Not only must the Church respond, “but all our institutions” must respond as well, he said. “Young people today are immersed in social justice protest and want their institutions to make a difference in the world.”

“Know this,” he told graduates near the end of his address. “You have received everything you need at this particular moment of your life. “You can share God’s forgiveness as something you have experienced firsthand. God has blessed you with compassion, gifts, abilities, insight, intelligence, faith, and yes, imagination and love.”

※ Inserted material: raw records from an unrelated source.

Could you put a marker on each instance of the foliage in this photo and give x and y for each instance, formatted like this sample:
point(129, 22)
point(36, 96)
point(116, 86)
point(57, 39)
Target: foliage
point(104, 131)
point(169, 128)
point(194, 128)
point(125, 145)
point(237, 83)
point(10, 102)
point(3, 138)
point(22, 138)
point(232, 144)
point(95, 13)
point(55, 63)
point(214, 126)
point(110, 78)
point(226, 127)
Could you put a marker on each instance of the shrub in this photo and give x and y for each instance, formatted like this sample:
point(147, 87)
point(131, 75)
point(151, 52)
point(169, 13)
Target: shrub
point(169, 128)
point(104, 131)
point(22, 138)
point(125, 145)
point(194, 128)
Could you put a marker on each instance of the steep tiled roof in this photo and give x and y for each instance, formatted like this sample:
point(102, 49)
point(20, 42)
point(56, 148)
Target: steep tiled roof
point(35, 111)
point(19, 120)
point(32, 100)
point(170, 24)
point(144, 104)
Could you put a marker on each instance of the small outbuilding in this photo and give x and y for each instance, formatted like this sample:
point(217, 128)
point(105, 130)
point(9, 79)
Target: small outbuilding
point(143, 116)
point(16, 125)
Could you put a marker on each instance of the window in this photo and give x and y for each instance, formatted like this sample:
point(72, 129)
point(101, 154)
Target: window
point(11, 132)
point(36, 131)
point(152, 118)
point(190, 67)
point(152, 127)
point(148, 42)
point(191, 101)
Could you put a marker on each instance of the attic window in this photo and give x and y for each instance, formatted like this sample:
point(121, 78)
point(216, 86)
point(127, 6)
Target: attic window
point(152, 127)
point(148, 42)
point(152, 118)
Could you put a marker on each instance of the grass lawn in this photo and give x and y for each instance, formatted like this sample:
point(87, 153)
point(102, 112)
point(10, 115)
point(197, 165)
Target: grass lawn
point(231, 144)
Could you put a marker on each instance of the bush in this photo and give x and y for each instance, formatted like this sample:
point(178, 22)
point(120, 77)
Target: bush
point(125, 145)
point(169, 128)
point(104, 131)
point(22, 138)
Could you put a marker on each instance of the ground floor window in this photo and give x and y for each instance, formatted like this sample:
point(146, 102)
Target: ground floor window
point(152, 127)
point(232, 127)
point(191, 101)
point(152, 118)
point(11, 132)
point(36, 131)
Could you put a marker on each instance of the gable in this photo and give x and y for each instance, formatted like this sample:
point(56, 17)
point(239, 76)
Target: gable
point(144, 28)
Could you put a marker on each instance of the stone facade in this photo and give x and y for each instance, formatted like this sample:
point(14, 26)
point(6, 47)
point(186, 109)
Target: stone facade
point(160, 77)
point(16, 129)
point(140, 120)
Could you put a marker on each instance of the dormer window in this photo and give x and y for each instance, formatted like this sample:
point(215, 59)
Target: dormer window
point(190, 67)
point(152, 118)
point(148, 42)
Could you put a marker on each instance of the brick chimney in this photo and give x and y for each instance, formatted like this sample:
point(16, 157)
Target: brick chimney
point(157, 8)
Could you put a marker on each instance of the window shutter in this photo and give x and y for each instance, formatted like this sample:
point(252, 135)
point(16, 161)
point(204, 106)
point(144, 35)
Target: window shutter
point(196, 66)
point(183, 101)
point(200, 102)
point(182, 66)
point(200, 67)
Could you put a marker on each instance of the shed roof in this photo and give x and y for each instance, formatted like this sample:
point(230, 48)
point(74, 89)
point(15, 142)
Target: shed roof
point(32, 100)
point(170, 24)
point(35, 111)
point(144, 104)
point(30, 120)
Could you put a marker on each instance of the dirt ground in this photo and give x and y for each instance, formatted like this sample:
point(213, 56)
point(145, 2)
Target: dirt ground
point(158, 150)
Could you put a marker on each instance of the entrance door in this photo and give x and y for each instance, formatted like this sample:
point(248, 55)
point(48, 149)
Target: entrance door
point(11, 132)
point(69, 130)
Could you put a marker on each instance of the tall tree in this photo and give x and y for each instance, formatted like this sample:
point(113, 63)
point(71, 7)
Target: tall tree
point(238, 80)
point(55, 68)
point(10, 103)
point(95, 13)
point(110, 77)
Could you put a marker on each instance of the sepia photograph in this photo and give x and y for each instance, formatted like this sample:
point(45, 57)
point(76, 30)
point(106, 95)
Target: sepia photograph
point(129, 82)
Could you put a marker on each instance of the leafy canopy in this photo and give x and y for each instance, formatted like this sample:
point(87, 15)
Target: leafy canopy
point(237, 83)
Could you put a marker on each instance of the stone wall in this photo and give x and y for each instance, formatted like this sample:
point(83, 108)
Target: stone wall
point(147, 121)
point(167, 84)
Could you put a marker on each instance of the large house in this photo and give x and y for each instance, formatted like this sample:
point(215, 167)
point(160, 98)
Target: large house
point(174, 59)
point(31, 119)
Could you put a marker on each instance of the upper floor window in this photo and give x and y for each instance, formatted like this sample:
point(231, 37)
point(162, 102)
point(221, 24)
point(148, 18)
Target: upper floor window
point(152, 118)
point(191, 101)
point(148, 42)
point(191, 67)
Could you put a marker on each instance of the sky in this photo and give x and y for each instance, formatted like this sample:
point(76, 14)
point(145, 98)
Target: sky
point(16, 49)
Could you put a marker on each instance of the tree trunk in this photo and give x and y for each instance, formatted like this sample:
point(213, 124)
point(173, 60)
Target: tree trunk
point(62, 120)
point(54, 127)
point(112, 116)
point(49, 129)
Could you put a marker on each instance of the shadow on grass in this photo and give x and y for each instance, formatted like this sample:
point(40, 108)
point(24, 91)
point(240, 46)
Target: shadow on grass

“Share with those who have never heard a minister speak as you will,” he suggested, “who never experienced a teacher with your insight and willingness to proclaim what God has revealed.”

But most of all, “trust in God, and proclaim that ‘I am not ashamed of the gospel of Jesus Christ, for it is the power of God to everyone who believes.’ God bless you! Amen.”

Dr. Brian Blount

“You have been the class that has done so valiantly throughout the pandemic,” Blount told the Class of 2021 during his charge to them. In the Bible, Blount said, the wilderness, especially to the wandering Hebrew people and to Jesus, “portends something beyond the struggle — a new home, a new ministry that would change the world now and forever.”

“You are now on the precipice of launching into promise. Launch boldly,” Blount said. “Lean into it like the people walking into the Promised Land, like Jesus walking into Palestine, like you walking into the church and the world.” Go, he said, in God’s mystery, God’s joy, God’s calling and “go with God’s promise.”

The hour-long ceremony concluded with a moving reading by the faculty of Psalm 139:1-18 (“O Lord, you have searched me and known me … such knowledge is too wonderful for me … I praise you, for I am fearfully and wonderfully made …”).